Secondo l’ultimo Global Peace Index (Gpi), appena rilasciato dall’Institute for Economics and Peace, siamo in un periodo storico in cui nella maggior parte dei Paesi la pace è in calo. Le mancate soluzioni alle tensioni e alle nuove crisi, economiche e sociali, hanno contribuito a rendere il 2017 l’anno meno pacifico dell’ultima decade. A incidere maggiormente, i conflitti tra e all’interno degli Stati e la scelta di giocare un ruolo marginale da parte delle Nazioni Unite.

In totale, sono 92 i paesi che vedono peggiorare il proprio indice Gpi, 71 quelli che lo migliorano.

Guardando alla classifica dei singoli paesi più pacifici, è l’Islanda ad avere il miglior punteggio, seguita da Nuova Zelanda, Austria, Portogallo e Danimarca. L’Italia, che guadagna una posizione rispetto al 2016, risulta al 38esimo posto (sulle 163 nazioni analizzate). Nelle ultime 5 posizioni, invece, troviamo Somalia, Iraq, Sud Sudan, Afghanistan e, in chiusura, la Siria.

Se guardiamo alle grandi categorie, quelle che prendono in riferimento le macro regioni del mondo, è sempre l’Europa la zona più pacifica. Bisogna però segnalare che il suo Gpi per il terzo anno consecutivo è in calo e per la prima volta nella storia c’è un paese occidentale che subisce una drastica variazione: la Spagna con le sue 10 posizioni in meno (si trova ora al 30esimo posto) per via di crisi politica e aumento del rischio legato al terrorismo.

In sostanza, il calo ha coinvolto il 61% delle regioni europee, dove persino i paesi nordici non possono contare su un Gpi migliore rispetto al 2008. Crisi politica, terrorismo e maggiore percezione della criminalità, sono le cause che hanno inciso su questa performance. Migliorano invece, di poco, le regioni europee orientali.

Nord Africa e Medio Oriente si confermano, invece, ancora i posti più violenti al mondo, nonostante un lieve miglioramento di Siria e Iraq, dovuto a una minore influenza dello Stato Islamico.
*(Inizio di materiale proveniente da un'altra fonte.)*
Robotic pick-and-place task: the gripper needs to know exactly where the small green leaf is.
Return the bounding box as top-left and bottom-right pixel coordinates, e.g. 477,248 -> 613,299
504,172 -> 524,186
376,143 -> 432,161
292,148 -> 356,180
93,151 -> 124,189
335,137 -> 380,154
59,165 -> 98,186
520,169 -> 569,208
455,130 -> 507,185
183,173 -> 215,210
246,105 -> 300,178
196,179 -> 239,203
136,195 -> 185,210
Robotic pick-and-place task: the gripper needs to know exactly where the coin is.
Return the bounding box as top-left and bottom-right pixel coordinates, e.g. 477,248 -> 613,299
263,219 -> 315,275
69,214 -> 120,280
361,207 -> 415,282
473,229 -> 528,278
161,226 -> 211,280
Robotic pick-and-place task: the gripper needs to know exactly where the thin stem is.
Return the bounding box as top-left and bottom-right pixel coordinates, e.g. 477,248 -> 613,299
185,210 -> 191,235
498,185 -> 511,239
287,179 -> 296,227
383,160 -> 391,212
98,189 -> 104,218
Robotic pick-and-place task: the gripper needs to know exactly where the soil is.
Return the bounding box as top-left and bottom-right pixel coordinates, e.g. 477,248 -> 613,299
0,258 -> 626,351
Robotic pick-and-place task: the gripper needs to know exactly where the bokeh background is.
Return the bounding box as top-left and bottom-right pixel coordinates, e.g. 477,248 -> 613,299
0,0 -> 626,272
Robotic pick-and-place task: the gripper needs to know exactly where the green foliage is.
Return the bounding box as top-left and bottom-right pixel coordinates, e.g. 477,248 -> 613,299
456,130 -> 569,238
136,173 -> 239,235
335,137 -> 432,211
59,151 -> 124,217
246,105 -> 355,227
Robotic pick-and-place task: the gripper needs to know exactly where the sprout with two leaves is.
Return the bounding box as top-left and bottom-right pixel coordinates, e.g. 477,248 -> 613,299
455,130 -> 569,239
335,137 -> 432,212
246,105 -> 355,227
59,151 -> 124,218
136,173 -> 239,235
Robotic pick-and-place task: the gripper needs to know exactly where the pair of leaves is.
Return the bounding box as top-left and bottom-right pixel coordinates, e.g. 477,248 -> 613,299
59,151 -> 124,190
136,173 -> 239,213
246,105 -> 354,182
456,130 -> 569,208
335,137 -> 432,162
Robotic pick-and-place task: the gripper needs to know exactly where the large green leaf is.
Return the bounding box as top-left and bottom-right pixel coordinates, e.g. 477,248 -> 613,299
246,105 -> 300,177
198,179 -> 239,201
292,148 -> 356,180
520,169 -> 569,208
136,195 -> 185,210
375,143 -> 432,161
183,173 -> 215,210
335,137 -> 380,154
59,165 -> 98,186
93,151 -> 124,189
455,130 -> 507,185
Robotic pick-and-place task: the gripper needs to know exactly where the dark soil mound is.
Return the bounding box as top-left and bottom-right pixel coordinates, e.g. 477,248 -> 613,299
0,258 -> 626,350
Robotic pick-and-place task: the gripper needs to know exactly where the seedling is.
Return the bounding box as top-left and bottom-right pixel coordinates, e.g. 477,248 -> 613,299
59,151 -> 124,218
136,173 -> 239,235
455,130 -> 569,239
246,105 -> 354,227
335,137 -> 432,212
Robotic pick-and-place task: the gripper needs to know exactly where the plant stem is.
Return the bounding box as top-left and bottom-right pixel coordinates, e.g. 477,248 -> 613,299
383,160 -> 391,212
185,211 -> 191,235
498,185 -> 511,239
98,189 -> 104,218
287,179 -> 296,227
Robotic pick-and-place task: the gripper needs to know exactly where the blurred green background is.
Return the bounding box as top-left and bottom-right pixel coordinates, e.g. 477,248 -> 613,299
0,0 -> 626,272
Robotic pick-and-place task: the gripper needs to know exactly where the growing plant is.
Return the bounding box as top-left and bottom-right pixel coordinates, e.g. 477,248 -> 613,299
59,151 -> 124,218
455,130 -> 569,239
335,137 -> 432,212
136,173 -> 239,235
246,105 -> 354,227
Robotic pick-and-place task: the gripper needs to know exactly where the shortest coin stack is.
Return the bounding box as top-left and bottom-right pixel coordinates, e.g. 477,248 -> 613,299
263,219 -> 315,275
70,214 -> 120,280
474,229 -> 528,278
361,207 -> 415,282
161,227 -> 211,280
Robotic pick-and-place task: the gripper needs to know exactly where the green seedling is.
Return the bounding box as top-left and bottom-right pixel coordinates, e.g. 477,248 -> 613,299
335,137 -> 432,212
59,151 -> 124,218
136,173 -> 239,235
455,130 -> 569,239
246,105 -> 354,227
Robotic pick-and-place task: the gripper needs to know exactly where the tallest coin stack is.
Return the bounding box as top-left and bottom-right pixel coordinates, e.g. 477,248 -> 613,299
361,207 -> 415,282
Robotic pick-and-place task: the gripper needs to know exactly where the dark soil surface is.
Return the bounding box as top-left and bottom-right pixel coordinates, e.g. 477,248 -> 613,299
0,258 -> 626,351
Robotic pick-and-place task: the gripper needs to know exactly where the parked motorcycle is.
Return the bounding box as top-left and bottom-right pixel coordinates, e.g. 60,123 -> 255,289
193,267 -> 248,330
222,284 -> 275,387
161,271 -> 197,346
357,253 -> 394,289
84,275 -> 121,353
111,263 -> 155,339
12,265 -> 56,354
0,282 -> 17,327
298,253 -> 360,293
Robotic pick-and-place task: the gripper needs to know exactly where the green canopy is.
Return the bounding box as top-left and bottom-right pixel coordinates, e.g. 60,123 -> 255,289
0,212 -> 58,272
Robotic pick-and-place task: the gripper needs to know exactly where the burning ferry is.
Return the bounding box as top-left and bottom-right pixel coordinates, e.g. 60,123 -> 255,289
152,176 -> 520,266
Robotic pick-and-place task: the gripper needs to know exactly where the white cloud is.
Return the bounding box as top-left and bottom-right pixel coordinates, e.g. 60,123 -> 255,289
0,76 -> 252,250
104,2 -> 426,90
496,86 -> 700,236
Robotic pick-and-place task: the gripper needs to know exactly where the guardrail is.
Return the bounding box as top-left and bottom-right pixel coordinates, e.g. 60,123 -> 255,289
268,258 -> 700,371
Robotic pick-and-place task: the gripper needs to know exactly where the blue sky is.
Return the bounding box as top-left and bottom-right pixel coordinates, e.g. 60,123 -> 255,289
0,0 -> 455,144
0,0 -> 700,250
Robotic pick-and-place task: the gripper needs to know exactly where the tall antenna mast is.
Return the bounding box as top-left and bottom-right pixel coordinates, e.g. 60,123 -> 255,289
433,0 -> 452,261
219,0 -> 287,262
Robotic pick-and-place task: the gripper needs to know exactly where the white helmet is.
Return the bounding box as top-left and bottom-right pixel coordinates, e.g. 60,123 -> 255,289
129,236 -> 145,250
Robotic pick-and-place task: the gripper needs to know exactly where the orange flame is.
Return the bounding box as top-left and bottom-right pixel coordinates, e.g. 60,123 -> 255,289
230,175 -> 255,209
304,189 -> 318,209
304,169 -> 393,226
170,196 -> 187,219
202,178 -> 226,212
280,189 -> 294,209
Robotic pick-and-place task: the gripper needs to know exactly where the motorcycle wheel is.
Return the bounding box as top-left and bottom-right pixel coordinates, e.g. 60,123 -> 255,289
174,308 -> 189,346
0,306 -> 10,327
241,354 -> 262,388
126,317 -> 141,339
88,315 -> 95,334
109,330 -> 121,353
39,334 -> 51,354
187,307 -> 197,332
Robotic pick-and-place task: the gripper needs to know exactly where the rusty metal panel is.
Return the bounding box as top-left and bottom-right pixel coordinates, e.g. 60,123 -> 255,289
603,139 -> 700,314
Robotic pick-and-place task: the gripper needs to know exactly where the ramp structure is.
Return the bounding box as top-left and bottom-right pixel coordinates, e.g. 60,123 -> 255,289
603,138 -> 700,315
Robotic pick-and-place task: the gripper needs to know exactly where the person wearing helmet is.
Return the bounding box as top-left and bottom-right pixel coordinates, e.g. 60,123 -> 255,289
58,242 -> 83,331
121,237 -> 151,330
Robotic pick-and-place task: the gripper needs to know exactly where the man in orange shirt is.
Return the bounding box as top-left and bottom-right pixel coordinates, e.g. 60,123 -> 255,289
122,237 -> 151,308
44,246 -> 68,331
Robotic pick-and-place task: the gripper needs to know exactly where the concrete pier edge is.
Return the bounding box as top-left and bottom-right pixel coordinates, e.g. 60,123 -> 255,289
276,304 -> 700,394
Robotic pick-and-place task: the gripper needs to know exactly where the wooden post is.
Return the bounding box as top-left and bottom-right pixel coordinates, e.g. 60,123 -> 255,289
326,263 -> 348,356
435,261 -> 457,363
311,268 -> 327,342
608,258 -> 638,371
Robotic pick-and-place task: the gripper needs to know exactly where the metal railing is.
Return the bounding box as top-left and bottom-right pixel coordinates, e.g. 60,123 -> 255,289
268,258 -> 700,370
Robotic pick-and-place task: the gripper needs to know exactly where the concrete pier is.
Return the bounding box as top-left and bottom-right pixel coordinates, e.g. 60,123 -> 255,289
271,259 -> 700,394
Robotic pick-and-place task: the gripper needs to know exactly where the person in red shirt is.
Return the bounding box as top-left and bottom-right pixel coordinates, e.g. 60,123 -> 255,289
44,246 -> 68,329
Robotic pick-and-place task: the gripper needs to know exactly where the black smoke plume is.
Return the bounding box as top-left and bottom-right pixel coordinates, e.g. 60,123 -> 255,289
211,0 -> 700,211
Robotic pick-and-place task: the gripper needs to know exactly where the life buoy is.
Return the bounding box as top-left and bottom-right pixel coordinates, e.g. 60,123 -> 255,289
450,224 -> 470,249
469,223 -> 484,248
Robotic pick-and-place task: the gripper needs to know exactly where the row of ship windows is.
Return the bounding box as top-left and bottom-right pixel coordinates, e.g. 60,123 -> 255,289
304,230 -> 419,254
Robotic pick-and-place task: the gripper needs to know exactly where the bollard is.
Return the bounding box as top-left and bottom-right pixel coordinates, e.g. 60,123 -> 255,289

Anche l’Asia e gli stati del Pacifico tra i luoghi meno sicuri, con un trend negativo per 11 paesi e uno positivo per 8 paesi. Diminuisce il Gpi nel Nord America, mai così basso dal 2012. Stesso discorso anche per il Canada, in seguito agli attentati di Quebec City ed Edmonton. L’Africa subsahariana, infine, registra i maggiori progressi in termini di pace grazie a Gambia, Liberia, Burundi e Senegal. Mentre continua a peggiorare la situazione in Congo e Repubblica Democratica, in crisi per eventi estremi e ancora in lotta per sconfiggere il virus Ebola.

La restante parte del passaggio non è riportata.